PARIS (Reuters) -Global economic growth will pick up only moderately over the next year as the full effects of central bank rate hikes are felt, softening the boost from lower inflation, the OECD said on Wednesday, nudging up its 2023 economic outlook.
The world economy is set to grow 2.7% this year, the Organisation for Economic Cooperation and Development (OECD) said, up from its previous forecast of 2.6% in March.
Though boosted by the lifting of China’s zero-COVID policy, that would be the lowest annual rate since the 2008-2009 global financial crisis with the exception of the pandemic-hit year of 2020, the Paris-based organisation said.
Growth would then accelerate only slightly next year to 2.9% – unchanged from March’s forecast – as the impact of rate hikes by major central banks over the last year increasingly drags on private investment, starting with housing markets.
On Tuesday, the World Bank also cited the growing impact of rate hikes as it raised its forecast for world growth this year to 2.1% but for 2024 cut it back to 2.4% from a previous 2.7% forecast. A sharp fall in May for Chinese exports released on Wednesday also pointed to weakening global demand.
The OECD forecast that inflation in the Group of 20 major economies would fall from 7.8% last year to 6.1% this year and 4.7% in 2024 – still well above many central banks’ targets despite the interest rate hikes.
The U.S. Federal Reserve’s main interest rate was seen peaking soon at 5.25-5.5%, with “modest” rate cuts in the second half of 2024.
In the euro area, the OECD expects the European Central bank to keep raising rates in the face of still high core inflation, with a peak seen in the third quarter. It forecast the ECB would then leave its main rate at 4.25% until the end of 2024.
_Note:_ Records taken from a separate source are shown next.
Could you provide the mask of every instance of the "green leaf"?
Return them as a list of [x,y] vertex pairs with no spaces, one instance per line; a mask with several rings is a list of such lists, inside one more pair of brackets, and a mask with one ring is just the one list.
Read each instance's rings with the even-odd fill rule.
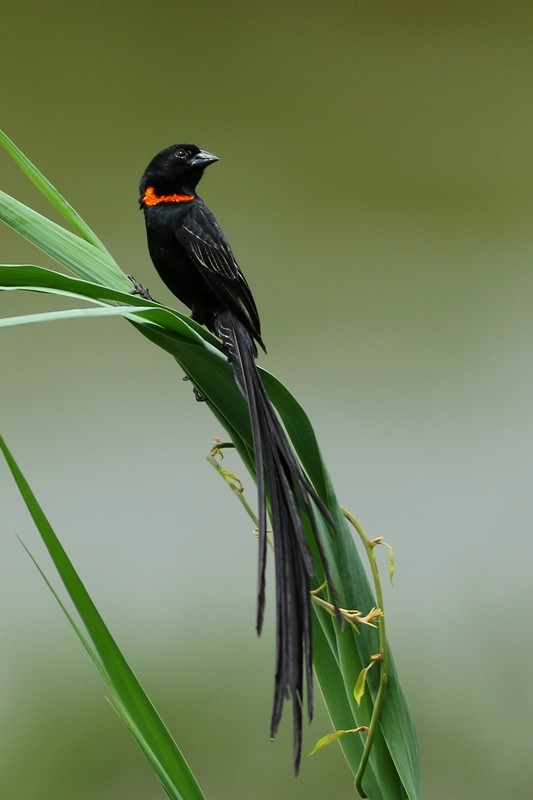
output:
[[24,314],[18,317],[4,317],[0,319],[0,328],[9,328],[16,325],[28,325],[36,322],[56,322],[79,317],[111,317],[130,314],[142,314],[150,309],[136,308],[135,306],[104,306],[103,308],[70,308],[63,311],[45,311],[40,314]]
[[[92,647],[70,613],[63,604],[61,606],[100,671],[117,711],[150,762],[167,795],[172,800],[205,800],[187,762],[111,636],[1,436],[0,450],[63,585],[87,630]],[[53,593],[57,598],[54,590]]]
[[368,675],[369,670],[372,669],[375,663],[376,663],[375,661],[371,661],[370,664],[367,664],[366,667],[363,667],[355,682],[353,696],[355,697],[355,702],[357,703],[358,706],[361,705],[361,700],[363,699],[363,695],[365,693],[366,676]]
[[333,731],[332,733],[327,733],[318,742],[315,744],[311,752],[309,753],[310,756],[313,756],[319,750],[322,750],[323,747],[326,747],[328,744],[332,742],[336,742],[341,736],[346,736],[347,733],[358,733],[359,731],[357,728],[353,728],[350,731]]
[[[128,285],[131,288],[129,282]],[[132,295],[130,292],[117,291],[98,283],[72,278],[70,275],[63,275],[61,272],[54,272],[43,267],[34,267],[27,264],[0,265],[0,290],[44,292],[89,302],[119,302],[131,306],[139,306],[146,310],[149,309],[150,314],[147,315],[147,319],[151,322],[160,324],[165,329],[191,339],[198,344],[203,343],[208,349],[216,351],[219,357],[223,357],[219,340],[201,325],[198,325],[197,322],[190,319],[190,317],[180,314],[173,308],[153,303],[138,295]]]
[[2,191],[0,219],[80,278],[107,284],[118,290],[131,290],[127,276],[106,250],[85,241]]
[[[19,150],[17,145],[11,141],[4,131],[0,131],[0,145],[4,148],[6,153],[11,156],[15,164],[20,167],[24,174],[28,176],[30,181],[37,187],[41,194],[43,194],[54,206],[54,208],[59,211],[61,216],[70,223],[74,230],[87,242],[90,242],[92,245],[109,255],[98,236],[94,233],[94,231],[91,230],[91,228],[89,228],[85,220],[83,220],[78,212],[72,208],[70,203],[68,203],[58,192],[55,186],[50,183],[48,178],[45,178],[42,172],[37,169],[35,164],[32,164],[29,158],[25,156],[21,150]],[[116,262],[113,263],[115,263],[115,266],[118,269],[118,264],[116,264]]]

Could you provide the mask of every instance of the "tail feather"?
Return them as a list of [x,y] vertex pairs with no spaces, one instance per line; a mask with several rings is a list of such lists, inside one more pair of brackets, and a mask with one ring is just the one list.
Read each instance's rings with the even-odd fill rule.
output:
[[317,544],[330,586],[328,562],[315,519],[318,508],[332,524],[329,511],[316,494],[296,458],[255,365],[257,350],[245,326],[230,312],[215,319],[215,330],[233,367],[235,381],[247,400],[256,460],[259,516],[259,573],[257,589],[258,634],[265,610],[267,554],[266,494],[274,531],[276,572],[276,671],[270,736],[276,734],[283,703],[292,700],[294,769],[299,771],[302,749],[304,677],[307,715],[313,715],[313,642],[311,629],[310,577],[315,564],[305,538],[301,508]]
The Bank of Japan was expected to keep monetary policy accommodative, with no increase until the end of 2024, while UK rates were seen peaking some time from the second quarter of 2023.
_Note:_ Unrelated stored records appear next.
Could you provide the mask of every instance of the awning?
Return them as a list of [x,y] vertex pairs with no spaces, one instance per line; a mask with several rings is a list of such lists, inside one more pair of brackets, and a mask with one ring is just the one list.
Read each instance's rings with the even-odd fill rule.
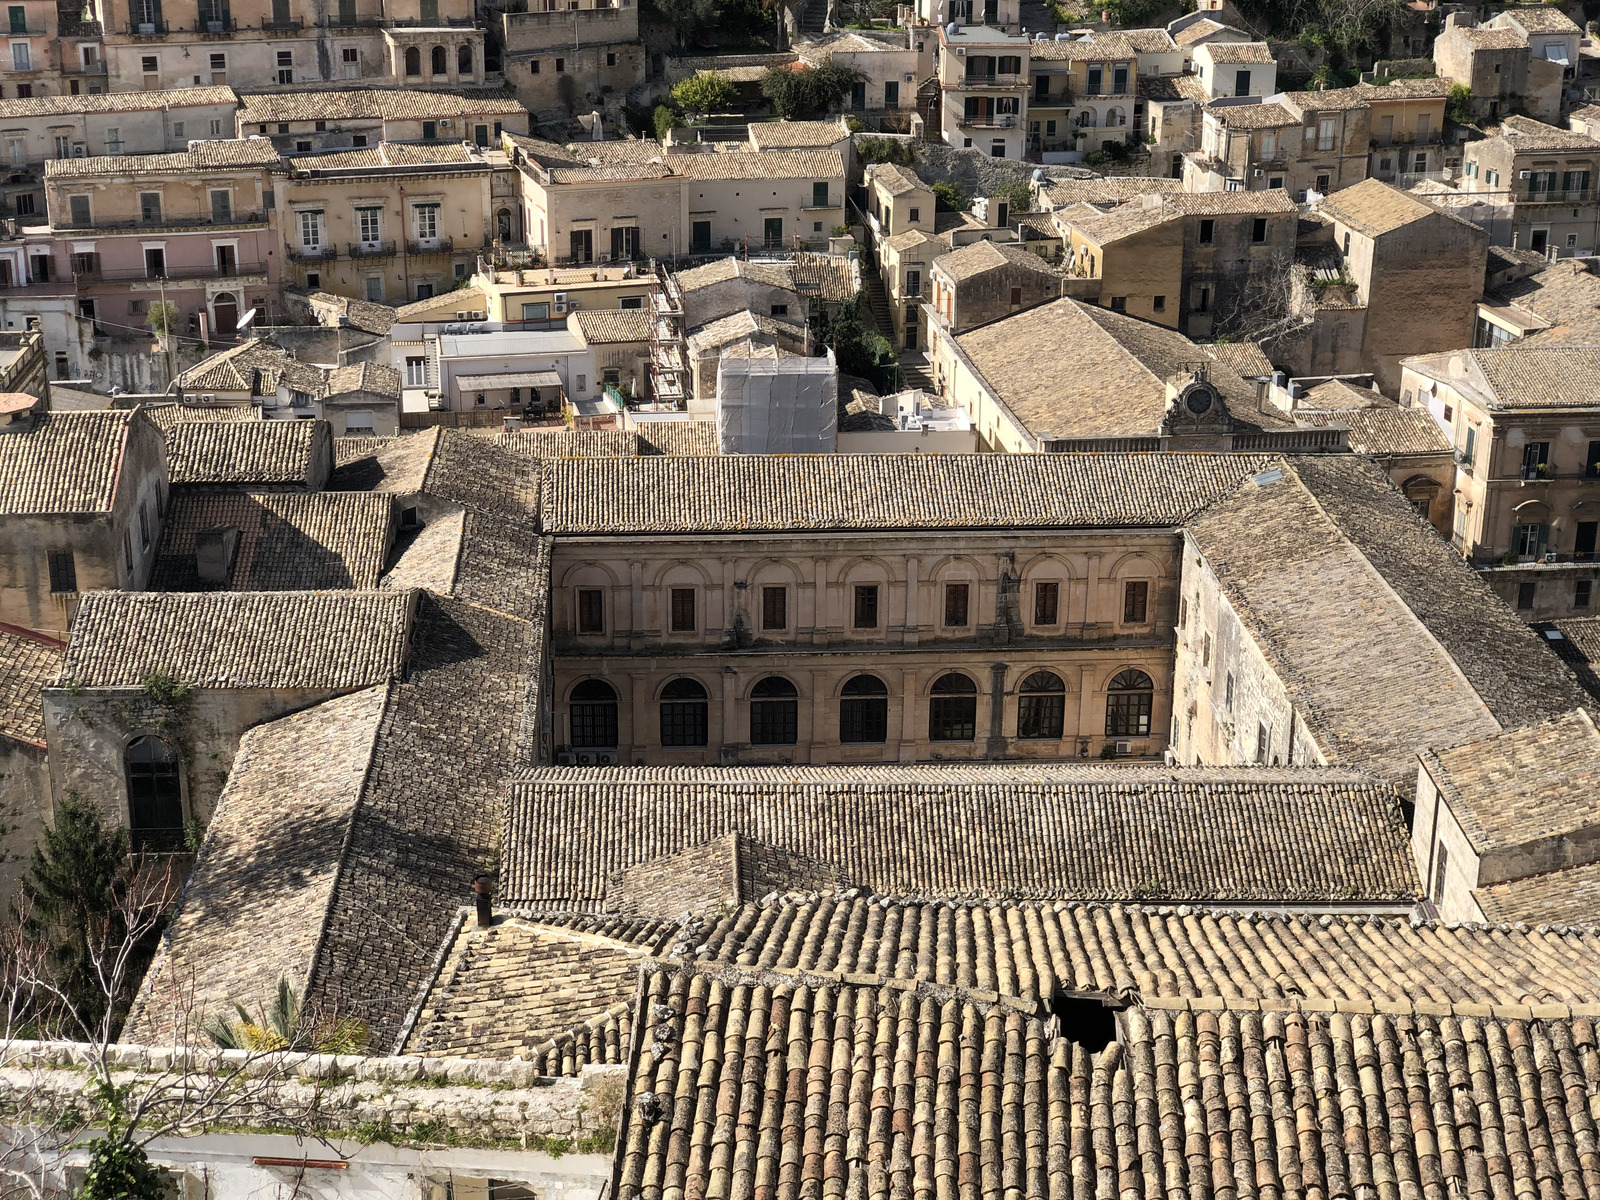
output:
[[494,388],[561,386],[555,371],[511,371],[504,375],[457,375],[456,387],[464,392],[485,392]]
[[1560,42],[1554,42],[1544,48],[1544,56],[1553,63],[1560,63],[1563,67],[1570,67],[1572,63],[1567,59],[1567,48]]

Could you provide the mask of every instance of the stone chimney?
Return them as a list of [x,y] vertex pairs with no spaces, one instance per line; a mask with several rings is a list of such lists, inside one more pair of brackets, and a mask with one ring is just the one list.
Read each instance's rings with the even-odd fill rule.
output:
[[472,878],[472,898],[478,907],[478,928],[494,924],[494,881],[487,875]]
[[232,525],[215,525],[194,535],[194,566],[201,583],[227,587],[233,578],[233,559],[239,553],[239,531]]
[[27,433],[44,411],[44,401],[26,392],[0,392],[0,434]]

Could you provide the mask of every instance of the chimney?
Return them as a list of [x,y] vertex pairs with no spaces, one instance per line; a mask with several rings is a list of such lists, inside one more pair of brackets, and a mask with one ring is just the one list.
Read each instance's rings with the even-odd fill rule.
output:
[[194,566],[200,582],[227,587],[238,552],[239,531],[232,525],[215,525],[195,534]]
[[494,881],[487,875],[474,875],[472,898],[478,906],[478,928],[489,928],[494,924]]
[[27,433],[34,418],[44,411],[44,401],[26,392],[0,392],[0,434]]

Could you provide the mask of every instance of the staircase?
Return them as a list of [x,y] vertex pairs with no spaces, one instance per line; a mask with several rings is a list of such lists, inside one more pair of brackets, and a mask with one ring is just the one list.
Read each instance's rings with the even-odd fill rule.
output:
[[829,0],[805,0],[800,10],[800,32],[819,36],[828,24]]
[[867,294],[867,315],[890,345],[894,344],[894,319],[889,311],[889,292],[878,274],[878,265],[865,255],[861,259],[861,287]]
[[933,386],[933,374],[928,370],[928,356],[921,350],[904,350],[900,354],[900,386],[907,390],[921,388],[931,395],[939,389]]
The OECD forecast the U.S. economy would grow 1.6% this year before slowing to 1% in 2024, with the lagged effect of rate hikes hitting the world’s biggest economy particularly hard. It had previously foreseen U.S. growth of 1.5% this year and 0.9% in 2024.
Boosted by the end of COVID restrictions, the Chinese economy was expected to grow 5.4% in 2023 before moderating to 5.1% in 2024. China’s growth was previously forecast at 5.3% and 4.9% respectively.
As Europe’s winter energy price shock fades, euro area growth was seen accelerating from 0.9% this year to 1.5% in 2024 as lower inflation weighed less on incomes. In March, the OECD saw growth of 0.8% in 2023 and 1.4% in 2024.
Similarly, UK growth was seen rising from 0.3% in 2023 to 1% in 2024 as real income growth starts to improve. The UK’s outlook was raised from March forecasts for -0.2% in 2023 and 0.9% in 2024.